His eyes, though slightly dulled from earlier, now burned with anger.
"You dare—?!"
He didn’t finish.
Bonefist lunged first, fist cutting through the air toward Vayne’s ribs.
Vayne twisted sharply. The punch grazed his side instead of landing cleanly, but even so, the force cracked the stone beneath his boots when Bonefist followed through.
Vayne’s expression shifted.
Strength.
Real strength.
He retaliated instantly, his blade flashing in a tight arc aimed at Bonefist’s neck.
The sword struck.
A clean hit.
But there was no spray of blood.
No cry of pain.
The blade bit into flesh, yet the body did not react like it should. No recoil. No stagger.
Instead, Bonefist grabbed Vayne’s wrist with his free hand.
Cold.
Unnaturally cold.
Vayne’s eyes widened.
"What—?"
Before he could finish, Skullbreaker charged from the side. The spiked club whistled through the air. Vayne released his sword hand and leapt back just in time, the club smashing into the ground where he had stood. Stone shattered outward in fragments.
Meanwhile, the guards were struggling.
One guard drove his sword straight through the chest of a cloaked attacker. The blade pierced cleanly through.
He froze.
The man in front of him didn’t even grunt.

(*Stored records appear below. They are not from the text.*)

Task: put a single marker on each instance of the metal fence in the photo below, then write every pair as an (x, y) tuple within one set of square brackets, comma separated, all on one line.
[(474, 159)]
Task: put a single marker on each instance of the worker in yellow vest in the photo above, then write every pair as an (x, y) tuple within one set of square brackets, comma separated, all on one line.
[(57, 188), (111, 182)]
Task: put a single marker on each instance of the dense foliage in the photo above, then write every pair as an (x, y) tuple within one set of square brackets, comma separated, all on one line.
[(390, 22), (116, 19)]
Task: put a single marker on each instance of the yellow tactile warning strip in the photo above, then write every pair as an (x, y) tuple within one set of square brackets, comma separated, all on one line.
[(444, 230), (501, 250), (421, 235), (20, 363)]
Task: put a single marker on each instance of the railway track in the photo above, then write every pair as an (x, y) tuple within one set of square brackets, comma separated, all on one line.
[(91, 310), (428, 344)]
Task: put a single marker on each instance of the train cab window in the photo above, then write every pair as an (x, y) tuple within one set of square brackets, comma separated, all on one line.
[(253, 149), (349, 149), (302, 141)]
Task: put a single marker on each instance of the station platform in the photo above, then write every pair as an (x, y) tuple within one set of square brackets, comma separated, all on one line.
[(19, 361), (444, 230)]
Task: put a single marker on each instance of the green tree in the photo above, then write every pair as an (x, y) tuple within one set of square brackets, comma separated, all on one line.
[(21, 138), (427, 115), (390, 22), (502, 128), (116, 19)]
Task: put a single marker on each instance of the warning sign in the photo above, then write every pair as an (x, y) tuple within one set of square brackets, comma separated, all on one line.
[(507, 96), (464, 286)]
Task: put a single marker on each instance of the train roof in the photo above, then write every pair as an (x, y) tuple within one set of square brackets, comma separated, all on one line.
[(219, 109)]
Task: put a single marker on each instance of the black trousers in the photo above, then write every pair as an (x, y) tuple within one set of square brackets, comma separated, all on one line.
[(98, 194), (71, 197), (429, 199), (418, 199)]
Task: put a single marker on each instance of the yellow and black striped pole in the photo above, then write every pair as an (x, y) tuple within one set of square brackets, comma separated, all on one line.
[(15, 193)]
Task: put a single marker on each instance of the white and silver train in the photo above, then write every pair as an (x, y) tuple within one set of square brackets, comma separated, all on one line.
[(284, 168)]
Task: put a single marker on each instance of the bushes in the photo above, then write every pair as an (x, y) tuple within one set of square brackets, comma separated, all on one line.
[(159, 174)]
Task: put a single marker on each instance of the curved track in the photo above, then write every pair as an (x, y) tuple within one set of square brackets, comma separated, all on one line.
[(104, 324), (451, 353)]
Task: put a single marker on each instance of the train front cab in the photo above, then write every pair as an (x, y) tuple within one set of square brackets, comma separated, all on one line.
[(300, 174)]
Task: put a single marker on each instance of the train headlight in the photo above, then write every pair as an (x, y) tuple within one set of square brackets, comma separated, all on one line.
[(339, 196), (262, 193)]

The attacker simply grabbed the sword with both hands and pulled himself closer along the blade.
The guard stumbled back in horror. "Why aren’t they bleeding?!"
Another guard slashed across an undead’s arm, cutting deep. The sleeve tore. Something pale and rigid flashed beneath the fabric.
Not muscle.
Bone.
The undead continued forward, relentless.
"Monsters!" someone shouted.
But monsters didn’t wear armor like men.
Monsters didn’t move in formation.
Back at the center of the street, Vayne steadied himself.
He was not a beginner Body Tempering practitioner.
His muscles tightened, veins rising along his forearms. His stance lowered. His aura sharpened.
When he moved this time, it was different.
He burst forward with explosive speed, far faster than before. His sword cut downward toward Skullbreaker’s shoulder. The impact was heavy enough to force even the bronze-grade undead back a step.
Vayne followed with a spinning kick that struck Bonefist square in the chest.
Bonefist slid back across the pavement but did not fall.
Vayne’s breathing grew heavier.
"These aren’t normal fighters..." he muttered.
He looked around.
His guards were being overwhelmed, not because they were weak, but because their enemies refused to fall. Even pierced, even slashed, they kept coming.
No fear.
No hesitation.
No pain.
Aiden watched from the darkness at the edge of the street, his eyes calm.
Undead did not exist in this world.
There were no stories. No legends.
So Vayne had nothing to compare this to.
Only confusion.
Bonefist stepped forward again, rolling his shoulders as if the kick had meant nothing. Skullbreaker lifted his spiked club once more, the metal tip glinting under the moonlight.
The ten basic-grade undead tightened the circle.
The street that had been silent minutes ago was now filled with shattered stone, broken wood, and the sound of steel striking something that refused to die.